だいたい、今はのんきに酒場に来ている暇なんてないでしょ。
……いやだ、もう降参? だらしないわねえ。
これがね、なんと神父さん。
そう、神父さんよ。キリスト教の坊主にあたる、あれ。そうそう、教会で十字を切ったりするあれよ、あれ。
またまたビックリよ。
あたしも詳しくは知らなかったから、いろいろ教えてもらったんだけどね。神父さんってのは所帯が持てない代わりに、かなり儲かる商売なんですって。
ほら、坊さんのなかでもお布施とかで荒稼ぎしてるのがいるじゃない、あんな感じかしら。
うるさい上下関係やら派閥やらあるみたいなんだけど、その辺もゴマスリや献金でうまく立ち回れば、かなりの地位が約束できるってさ。Sさんもそうやってコネを使ったりして、なんとかっていう大きな教会のシュニンシサイにまでなれたとかなんだとか。

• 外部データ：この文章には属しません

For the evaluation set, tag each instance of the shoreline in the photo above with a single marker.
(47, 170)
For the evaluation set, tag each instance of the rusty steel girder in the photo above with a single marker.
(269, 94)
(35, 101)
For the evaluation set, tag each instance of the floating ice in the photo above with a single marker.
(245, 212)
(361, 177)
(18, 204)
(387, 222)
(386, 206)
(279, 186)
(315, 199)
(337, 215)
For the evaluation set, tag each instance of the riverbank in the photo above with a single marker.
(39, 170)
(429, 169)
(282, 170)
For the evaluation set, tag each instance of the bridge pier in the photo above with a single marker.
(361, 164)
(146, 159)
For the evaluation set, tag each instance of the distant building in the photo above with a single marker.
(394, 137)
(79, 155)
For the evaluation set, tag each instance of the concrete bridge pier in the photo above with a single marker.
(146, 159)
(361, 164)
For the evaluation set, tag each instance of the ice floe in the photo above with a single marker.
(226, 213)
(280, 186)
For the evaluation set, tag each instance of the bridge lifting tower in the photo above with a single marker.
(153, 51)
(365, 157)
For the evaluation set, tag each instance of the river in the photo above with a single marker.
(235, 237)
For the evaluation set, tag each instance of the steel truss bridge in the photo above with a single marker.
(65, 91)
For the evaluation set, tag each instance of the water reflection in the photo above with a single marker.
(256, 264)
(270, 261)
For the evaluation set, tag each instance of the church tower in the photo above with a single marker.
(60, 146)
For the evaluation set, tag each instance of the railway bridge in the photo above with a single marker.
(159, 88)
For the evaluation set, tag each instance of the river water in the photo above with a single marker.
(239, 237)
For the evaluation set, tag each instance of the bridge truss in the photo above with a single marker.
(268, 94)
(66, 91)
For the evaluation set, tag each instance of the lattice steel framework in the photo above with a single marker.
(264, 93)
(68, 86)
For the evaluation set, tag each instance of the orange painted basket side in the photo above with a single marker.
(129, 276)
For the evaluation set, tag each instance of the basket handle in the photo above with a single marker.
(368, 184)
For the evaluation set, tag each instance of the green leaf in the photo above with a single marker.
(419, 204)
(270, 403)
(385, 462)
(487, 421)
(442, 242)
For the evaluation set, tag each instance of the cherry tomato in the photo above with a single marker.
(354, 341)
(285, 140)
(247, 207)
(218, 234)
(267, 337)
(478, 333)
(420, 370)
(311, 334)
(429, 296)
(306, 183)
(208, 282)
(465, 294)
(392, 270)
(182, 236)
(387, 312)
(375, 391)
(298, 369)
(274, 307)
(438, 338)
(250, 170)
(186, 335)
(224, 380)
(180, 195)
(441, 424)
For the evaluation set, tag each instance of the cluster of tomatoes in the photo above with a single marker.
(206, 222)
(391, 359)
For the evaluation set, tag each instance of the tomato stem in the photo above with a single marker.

……ごめんなさい、あたしも詳しくなくってうろ覚えなんだけど、とにかくSさんの歳だとかなりの出世なんですって。
神さまの世界にもそんなのがあるなんて、生臭い話よねえ。
……でまあ神父さんになった経緯とか、そういった話をしてたんだけど、あたしが興味を持ったのは、あれほど女遊びの激しかったSさんが、本当に女断ちができたのかってことでさ。
あたしが訊ねたら、あの人ったら
「馬鹿正直に貞節を貫いてるやつなんていないさ。みんな妾を囲ったりシスターに手を付けたりしている」
なんて言うもんだから、じゃあ貴方もさぞお楽しみなんでしょうねって返してやったの。
そしたらSさんは悪びれずに、今は
それ聞いてあたしは思ったわね、“三つ子の魂百まで”って。
人間の本質ってのは、そうそう変わらないもんよ。
曲がりなりにも神さまに仕える身だってのに、相変わらず節操がないったら。
いつからそういうことしてるのかって訊いたら、五年前、神父になって最初に赴任した女学校からですって。
あきれながらも、あたしは訊ねたわ。
「うぶな女学生をたぶらかしたのね。悪い人だこと」
そしたらSさんは相変わらず笑ったまま、
「心外だな、ぼくはあいにく小娘には興味がないんだ。あの頃は男日照りのシスターを相手にしてたんだよ」
って言ったんだけど、すぐに真顔になって訂正したわ。
「──いや。ひとりだけ、いたかな」
その顔があんまり真面目だったから、どんな手管でお嬢さまを陥落させたの、さぞ甘い言葉をささやいたんでしょう、って聞いてみたのよ。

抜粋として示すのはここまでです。